Bireli Lagrene’s Gipsy Project: Just the Way You Are

Biréli Lagrène Gipsy Project
Just the Way You Are
Dreyfus Jazz
2007-09-11

Like his hero and primary influence Django Reinhardt, Biréli Lagrène’s manouche guitar work is accomplished, confounding, and exhilarating. This record, the third in a series of mostly acoustic collaborations with his “Gipsy Project” sextet, finds Lagrène in good form, with fingers flying and ideas flowing. In fact, here is to be found some of the most technically impressive fretwork this reviewer has heard in some time. It’s firecracker stuff: up and down the board with dexterous ingenuity, his solos full of head-spinning shifts in direction, Lagrène makes the instrument his own. He is so calmly amazing at the thing that it’s easy to forget the rest of the musicians who surround him. Although their work (especially that of hornman Franck Wolf) is sturdy (if a bit reserved), this record is all about the electrifying frontman.
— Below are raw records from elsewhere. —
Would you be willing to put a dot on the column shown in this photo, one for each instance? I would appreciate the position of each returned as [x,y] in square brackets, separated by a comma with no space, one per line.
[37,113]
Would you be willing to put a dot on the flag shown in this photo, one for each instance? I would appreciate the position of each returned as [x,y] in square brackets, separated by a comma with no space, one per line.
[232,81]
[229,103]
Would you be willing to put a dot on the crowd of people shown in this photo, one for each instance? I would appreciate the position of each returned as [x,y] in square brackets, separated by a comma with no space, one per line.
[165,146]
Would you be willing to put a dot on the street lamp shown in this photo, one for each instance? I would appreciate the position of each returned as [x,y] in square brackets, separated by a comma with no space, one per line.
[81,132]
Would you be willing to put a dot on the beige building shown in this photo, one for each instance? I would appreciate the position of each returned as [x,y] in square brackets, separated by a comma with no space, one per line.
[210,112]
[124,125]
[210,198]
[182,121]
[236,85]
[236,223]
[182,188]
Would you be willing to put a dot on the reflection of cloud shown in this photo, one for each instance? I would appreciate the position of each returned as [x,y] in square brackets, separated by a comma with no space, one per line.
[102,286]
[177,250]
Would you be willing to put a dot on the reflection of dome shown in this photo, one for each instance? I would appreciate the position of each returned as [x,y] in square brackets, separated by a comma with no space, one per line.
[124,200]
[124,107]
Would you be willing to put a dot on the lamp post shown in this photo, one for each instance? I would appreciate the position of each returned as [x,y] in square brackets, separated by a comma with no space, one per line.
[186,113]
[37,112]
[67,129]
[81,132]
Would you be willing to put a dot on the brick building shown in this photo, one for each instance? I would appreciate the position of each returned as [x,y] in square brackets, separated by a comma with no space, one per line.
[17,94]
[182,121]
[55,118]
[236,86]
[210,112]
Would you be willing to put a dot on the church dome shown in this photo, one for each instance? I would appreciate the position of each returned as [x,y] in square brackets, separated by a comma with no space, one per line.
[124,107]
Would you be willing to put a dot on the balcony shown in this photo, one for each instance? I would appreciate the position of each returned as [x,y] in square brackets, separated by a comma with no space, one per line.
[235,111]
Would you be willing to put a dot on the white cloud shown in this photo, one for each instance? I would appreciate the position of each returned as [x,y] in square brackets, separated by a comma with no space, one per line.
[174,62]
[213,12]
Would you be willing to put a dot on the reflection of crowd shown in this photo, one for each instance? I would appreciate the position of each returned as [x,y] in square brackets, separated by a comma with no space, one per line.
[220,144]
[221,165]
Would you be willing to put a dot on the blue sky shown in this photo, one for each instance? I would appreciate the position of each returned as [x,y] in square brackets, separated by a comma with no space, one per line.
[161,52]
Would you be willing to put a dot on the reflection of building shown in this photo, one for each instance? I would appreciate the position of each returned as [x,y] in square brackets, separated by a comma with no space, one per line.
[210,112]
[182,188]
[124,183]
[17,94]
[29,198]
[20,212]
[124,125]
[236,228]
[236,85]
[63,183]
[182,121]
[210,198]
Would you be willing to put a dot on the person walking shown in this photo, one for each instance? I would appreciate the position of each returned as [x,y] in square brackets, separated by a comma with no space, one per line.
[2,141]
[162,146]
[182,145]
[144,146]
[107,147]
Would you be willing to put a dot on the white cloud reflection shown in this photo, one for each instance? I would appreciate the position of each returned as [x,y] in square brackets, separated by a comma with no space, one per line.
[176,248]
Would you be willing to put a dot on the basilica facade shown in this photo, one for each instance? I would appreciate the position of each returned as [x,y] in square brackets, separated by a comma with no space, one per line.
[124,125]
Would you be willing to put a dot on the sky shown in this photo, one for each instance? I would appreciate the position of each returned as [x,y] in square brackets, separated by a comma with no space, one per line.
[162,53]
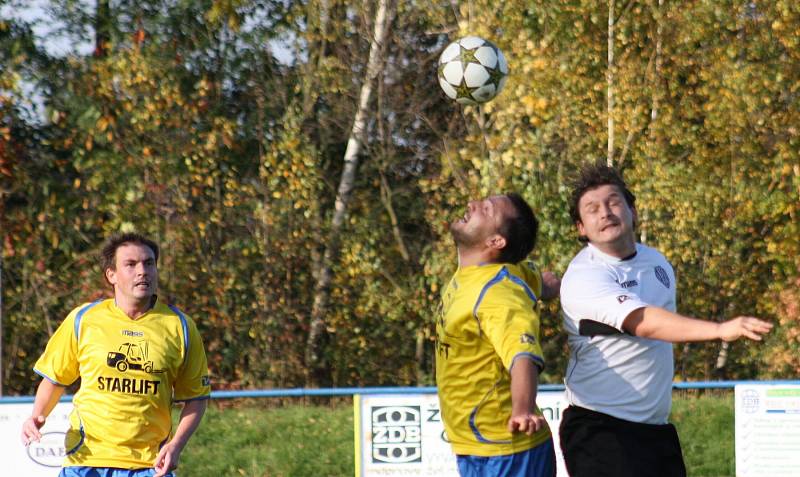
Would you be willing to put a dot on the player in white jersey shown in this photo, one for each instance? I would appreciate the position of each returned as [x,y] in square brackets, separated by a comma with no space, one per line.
[618,303]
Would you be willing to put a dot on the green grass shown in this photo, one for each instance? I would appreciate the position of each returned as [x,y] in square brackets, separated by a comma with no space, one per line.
[706,429]
[277,442]
[303,441]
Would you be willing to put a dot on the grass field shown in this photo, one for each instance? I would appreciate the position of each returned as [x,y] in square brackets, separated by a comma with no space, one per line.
[316,441]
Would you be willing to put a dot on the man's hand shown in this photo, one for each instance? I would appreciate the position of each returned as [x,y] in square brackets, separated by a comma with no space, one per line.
[30,429]
[167,459]
[743,326]
[527,423]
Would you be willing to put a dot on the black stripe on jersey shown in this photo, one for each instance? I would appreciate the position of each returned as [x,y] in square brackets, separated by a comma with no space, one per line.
[596,328]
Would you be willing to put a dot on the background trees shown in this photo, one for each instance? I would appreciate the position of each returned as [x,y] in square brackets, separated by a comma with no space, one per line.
[220,128]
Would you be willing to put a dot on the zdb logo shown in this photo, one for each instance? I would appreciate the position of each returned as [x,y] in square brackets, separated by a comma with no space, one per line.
[396,434]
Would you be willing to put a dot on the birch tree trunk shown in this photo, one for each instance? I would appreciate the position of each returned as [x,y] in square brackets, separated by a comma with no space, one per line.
[610,84]
[314,366]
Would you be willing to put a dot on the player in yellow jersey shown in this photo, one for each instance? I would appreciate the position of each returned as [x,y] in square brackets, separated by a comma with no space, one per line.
[488,353]
[135,356]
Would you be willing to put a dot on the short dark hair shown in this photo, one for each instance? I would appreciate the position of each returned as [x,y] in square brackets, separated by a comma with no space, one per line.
[108,255]
[592,176]
[519,231]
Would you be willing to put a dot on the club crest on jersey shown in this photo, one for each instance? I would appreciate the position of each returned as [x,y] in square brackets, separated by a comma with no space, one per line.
[662,276]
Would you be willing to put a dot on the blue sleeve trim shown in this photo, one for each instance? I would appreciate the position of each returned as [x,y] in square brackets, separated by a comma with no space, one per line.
[199,398]
[79,317]
[494,281]
[474,427]
[537,360]
[49,378]
[185,327]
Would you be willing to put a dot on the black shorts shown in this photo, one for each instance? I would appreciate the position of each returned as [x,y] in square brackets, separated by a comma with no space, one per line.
[598,445]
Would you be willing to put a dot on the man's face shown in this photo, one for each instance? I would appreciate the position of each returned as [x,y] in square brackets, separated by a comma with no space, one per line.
[606,218]
[481,220]
[135,276]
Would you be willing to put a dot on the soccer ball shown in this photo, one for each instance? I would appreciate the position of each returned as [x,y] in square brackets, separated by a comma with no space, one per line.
[472,70]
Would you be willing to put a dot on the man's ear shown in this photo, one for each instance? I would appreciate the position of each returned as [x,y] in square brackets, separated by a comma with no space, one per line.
[581,229]
[496,242]
[111,276]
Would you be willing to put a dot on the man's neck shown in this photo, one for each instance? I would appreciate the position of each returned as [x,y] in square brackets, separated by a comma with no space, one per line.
[617,250]
[135,309]
[468,258]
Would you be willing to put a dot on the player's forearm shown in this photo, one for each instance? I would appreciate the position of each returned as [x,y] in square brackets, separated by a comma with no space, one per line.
[47,396]
[658,323]
[191,415]
[524,384]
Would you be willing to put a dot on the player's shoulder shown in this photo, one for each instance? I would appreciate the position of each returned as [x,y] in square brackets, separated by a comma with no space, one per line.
[650,253]
[86,307]
[511,280]
[172,310]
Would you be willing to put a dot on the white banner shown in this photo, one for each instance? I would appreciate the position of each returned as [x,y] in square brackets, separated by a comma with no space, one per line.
[767,430]
[40,459]
[403,434]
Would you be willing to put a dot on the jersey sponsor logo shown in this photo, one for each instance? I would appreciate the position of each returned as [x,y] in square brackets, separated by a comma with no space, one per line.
[396,434]
[527,338]
[662,276]
[127,385]
[133,356]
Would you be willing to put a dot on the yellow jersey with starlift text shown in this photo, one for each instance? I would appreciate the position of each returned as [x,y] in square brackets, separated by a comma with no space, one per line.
[488,319]
[131,372]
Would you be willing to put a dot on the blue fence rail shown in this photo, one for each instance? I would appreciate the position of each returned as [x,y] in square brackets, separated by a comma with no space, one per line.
[332,392]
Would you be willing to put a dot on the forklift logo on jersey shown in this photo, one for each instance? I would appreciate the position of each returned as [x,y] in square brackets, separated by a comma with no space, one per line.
[132,356]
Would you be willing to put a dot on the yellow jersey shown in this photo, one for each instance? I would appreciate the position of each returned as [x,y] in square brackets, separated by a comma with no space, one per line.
[488,319]
[131,371]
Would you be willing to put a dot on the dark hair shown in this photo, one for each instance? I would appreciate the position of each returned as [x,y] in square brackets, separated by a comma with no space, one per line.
[592,176]
[108,255]
[519,231]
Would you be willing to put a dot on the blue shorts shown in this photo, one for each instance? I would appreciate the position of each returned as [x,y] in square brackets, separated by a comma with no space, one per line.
[75,471]
[537,462]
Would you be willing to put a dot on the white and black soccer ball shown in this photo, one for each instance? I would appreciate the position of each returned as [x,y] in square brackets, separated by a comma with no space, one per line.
[472,70]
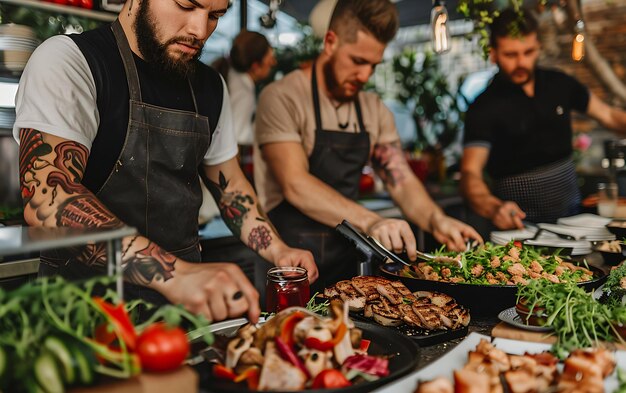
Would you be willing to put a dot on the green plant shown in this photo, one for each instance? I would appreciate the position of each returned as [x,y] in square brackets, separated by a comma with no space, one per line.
[425,89]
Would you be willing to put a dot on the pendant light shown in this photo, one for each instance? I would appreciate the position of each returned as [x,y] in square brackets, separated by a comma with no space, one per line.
[439,27]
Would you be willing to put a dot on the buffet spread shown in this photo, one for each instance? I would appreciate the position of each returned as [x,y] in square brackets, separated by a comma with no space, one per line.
[563,329]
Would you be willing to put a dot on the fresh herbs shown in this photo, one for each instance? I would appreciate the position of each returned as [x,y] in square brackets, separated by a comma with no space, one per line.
[72,324]
[499,265]
[579,321]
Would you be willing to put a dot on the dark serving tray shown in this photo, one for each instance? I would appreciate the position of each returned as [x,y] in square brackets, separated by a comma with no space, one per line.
[480,299]
[402,350]
[422,337]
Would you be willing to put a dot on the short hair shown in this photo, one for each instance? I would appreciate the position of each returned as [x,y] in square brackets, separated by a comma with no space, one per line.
[377,17]
[249,47]
[512,23]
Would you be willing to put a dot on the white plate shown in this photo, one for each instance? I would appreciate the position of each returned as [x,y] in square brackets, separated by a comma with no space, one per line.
[456,359]
[586,220]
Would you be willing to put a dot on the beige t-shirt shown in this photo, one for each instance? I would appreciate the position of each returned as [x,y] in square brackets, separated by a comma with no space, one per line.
[285,114]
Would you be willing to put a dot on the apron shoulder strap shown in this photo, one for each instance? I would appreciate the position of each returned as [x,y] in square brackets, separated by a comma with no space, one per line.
[132,77]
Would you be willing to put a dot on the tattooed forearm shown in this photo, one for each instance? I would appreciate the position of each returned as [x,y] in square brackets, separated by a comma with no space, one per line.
[260,238]
[390,164]
[149,264]
[85,211]
[234,206]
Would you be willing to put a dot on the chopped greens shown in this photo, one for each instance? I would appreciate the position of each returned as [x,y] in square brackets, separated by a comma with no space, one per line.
[492,264]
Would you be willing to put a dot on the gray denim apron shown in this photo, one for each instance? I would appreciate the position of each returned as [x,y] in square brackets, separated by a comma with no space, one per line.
[337,159]
[545,193]
[154,185]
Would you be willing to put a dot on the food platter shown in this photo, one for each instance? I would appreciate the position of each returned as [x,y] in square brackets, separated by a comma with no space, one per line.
[422,337]
[456,358]
[480,299]
[403,359]
[511,317]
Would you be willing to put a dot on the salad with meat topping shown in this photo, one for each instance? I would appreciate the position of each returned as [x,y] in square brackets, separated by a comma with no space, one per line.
[298,349]
[491,264]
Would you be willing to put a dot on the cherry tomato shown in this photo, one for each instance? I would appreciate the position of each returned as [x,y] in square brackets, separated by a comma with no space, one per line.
[86,4]
[330,379]
[366,183]
[161,348]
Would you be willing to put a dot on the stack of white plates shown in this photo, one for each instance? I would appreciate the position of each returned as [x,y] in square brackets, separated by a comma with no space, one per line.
[16,45]
[592,234]
[7,118]
[503,237]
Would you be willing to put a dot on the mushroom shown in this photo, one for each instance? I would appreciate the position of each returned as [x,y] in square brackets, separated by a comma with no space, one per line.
[236,347]
[315,361]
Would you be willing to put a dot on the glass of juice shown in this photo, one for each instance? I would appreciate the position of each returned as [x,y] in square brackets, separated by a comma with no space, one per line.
[286,286]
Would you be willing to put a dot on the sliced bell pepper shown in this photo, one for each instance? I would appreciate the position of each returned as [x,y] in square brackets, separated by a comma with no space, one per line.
[365,345]
[289,355]
[316,343]
[330,379]
[118,316]
[251,376]
[287,326]
[223,372]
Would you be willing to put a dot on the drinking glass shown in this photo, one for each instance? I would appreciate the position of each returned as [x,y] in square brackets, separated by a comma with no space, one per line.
[286,286]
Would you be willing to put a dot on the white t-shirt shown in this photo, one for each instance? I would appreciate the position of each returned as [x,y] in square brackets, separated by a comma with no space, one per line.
[57,95]
[243,103]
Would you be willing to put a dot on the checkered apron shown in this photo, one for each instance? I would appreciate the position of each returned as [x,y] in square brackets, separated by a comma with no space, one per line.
[545,193]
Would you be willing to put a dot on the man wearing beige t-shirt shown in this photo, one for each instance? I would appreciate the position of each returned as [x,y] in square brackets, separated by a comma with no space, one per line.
[316,130]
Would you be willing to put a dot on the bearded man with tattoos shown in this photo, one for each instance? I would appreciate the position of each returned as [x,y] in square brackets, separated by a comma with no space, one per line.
[316,130]
[115,126]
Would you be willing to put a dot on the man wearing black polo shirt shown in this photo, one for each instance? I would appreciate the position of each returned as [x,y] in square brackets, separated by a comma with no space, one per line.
[520,131]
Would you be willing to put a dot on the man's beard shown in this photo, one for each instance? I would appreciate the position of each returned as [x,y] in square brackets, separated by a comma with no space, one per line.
[530,76]
[155,53]
[332,84]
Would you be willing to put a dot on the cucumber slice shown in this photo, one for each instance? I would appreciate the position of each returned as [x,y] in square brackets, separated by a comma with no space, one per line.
[83,361]
[47,373]
[63,354]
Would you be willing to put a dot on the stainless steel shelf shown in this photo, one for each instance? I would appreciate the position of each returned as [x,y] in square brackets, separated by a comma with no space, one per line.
[18,239]
[64,9]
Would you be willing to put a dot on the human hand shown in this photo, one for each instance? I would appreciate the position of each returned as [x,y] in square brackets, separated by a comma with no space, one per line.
[215,290]
[395,235]
[509,216]
[287,256]
[452,232]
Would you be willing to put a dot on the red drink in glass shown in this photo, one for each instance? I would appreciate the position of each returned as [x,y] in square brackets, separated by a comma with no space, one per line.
[286,287]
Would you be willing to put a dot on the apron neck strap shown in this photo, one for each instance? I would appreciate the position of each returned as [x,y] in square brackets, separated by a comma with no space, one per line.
[129,63]
[316,103]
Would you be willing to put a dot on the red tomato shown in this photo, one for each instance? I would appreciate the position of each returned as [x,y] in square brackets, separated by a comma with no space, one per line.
[86,4]
[366,184]
[161,348]
[330,379]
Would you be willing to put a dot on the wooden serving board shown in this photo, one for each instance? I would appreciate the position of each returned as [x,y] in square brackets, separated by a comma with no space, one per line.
[504,330]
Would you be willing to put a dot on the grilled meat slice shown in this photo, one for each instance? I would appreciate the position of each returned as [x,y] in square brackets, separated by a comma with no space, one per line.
[429,315]
[366,286]
[350,296]
[386,314]
[409,316]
Raised in a traditional Roma community in the 1960s and early ’70s, Lagrène first started playing the guitar at the age of four and (so goes the story) was being referred to as a child prodigy soon thereafter. Since then, he has racked up accolades from diverse sources. He even received an endorsement from John McLaughlin, which is sort of like having Michael Jordan admire your jump shot. He’s played everywhere, with a wide variety of musicians, and in a wide variety of styles (including a stretch in the early ’80s working alongside Jaco Pastorius). But, here, in a mostly acoustic Parisian café format, he is at his most effective. Especially on the more traditional numbers (such as Reinhardt’s own “Féerie”, for example), Lagrène’s music is utterly timeless. If it hadn’t been so crisply recorded it might sound like it was produced 60 years ago.

But, the reality is that the record was recorded over three days at Studio Ferber in Paris last Spring. The band was well-rehearsed; each track is focused, and tightly constructed. But, with song selections ranging from the traditional (“Féerie”, “Lune de Miel”) to the surprising (a slightly unnecessary vocal rendition of “All of Me” and a cover of Elvis Presley’s schlocky “Love me Tender”), it seems that the Gipsy Project came to the studio with a range of ideas about how to move their sound forward. This is commendable, but a bit unfortunate. The standout cuts here are all excellent, but they can tend to sound out of sequence, as though we are listening to a few different records on shuffle. For, while their take on “After You’ve Gone” (Creamer/Layton) is stirring and classic, their version of “Guet-Apens” (Diego Imbert) is frantic and, in the spot it finds itself on an otherwise mostly traditional record, mood-shattering.